@maxdancona,
maxdancona wrote:
Intellectual honesty means that you can acknowledge when your own side distorts or ignores facts.
I suppose, but there are paradigmatic aspects of conflicting ideologies that cannot be resolved by facts. Liberty, i.e. voluntarily taking personal responsibility for good self-governance, may in fact fail in many instances where people simply put other interests ahead of doing what's right. That fact, however, leads liberals to submit to what they see as a necessity to regulate human behavior using external structural authority. They may have facts on their side, for the most part, but the real issue is whether to give up on liberty as a governing principle or whether to approach the task of external governance with the achievement of good self-governance by means of individual liberty as an objective.
Let's take the example of recreational drug use. Ideally, liberty would allow people to 'just say no to drugs' out of the simple awareness that dependency is too high a price to pay to indulge in pleasure. However, when people give up their liberty by submitting to addictive drug (ab)use, it becomes necessary to regulate it. Whether the goal of regulation is to manage people who aren't capable of choosing to 'just say no' on their own; or whether the goal is to induce the willpower to independently 'just say no' are two different objectives.
Drug-regulation liberals will insist that the war on drugs doesn't work and cite facts because they want to move toward the managed-addiction approach. Those who support the war on drugs, on the other hand, aren't satisfied with managing addiction, even if there are factual bases that it works. Rather, they want to deter people from (ab)using by dispensing heavier penalties that are strong enough to motivate people to fully avoid using.
Shifting the discussion to 'facts,' ends up favoring managed-addiction, because those are the people who can be studied and data collected. Everyone who exercises the liberty to just say no may be motivated to avoid using by the fear of criminal justice, social stigma, or just be afraid of addiction and being out of control of their desires; but those deterrents can't be measured as easily because they are subjective and in many cases probably subconscious.
So really the theoretical understanding of the different approaches to recreational drug regulation is more useful than focusing on 'facts,' though liberals will aggressively accuse conservatives of ignoring/denying facts and relying on 'unproven theories' because that gives the impression that their views and approaches are more valid. Common sense can tell you that being completely drug-free is better than being a managed-addict, yet liberals will use facts to spin the discourse toward denying that 'just say no' is even an option for addiction-prone people, and so they will manipulatively effectuate the belief that criminal justice, incarceration, etc. can't or shouldn't be used to induce the willful choice to avoid recreational drug use completely.

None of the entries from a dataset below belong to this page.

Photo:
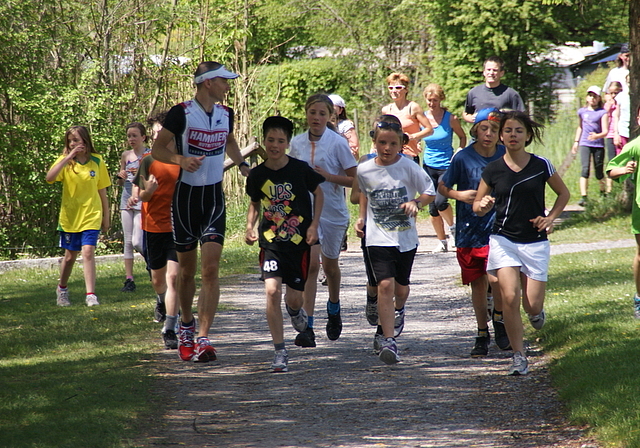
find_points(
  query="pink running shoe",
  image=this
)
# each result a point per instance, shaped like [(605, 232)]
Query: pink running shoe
[(186, 348), (204, 351)]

Now, if people were really honest about facts, they would admit the fact that they are simply desirous of using these pleasurable substances and they are terrified by the prospect of being arrested, fined, locked up, etc. for doing so. That desperate desire to have the freedom to use without fear of punishment is what drives their angry crusade to stop criminalization of recreational drugs, yet they will insist that they are just dispassionately basing their position on facts, because that makes their argument appear to be more reasonable than if it is just desire-driven rationalizations.
Hopefully you can see from this example how talking in terms of 'facts' actually hides the fact that 'facts' can be cited as part of an overall ideological/propaganda strategy that is not truly honest. Really it is no different from when racism used to cause people to cite 'facts' about crime, unemployment, IQ, etc. in defense of racist prejudices and discriminatory practices. To be truly honest, you have to go beyond citing facts to unpack the theoretical frameworks behind how the facts are woven together into narratives. Only then do you go beyond propagandizing to engage in real critical analysis for the sake of understanding different POVs more lucidly.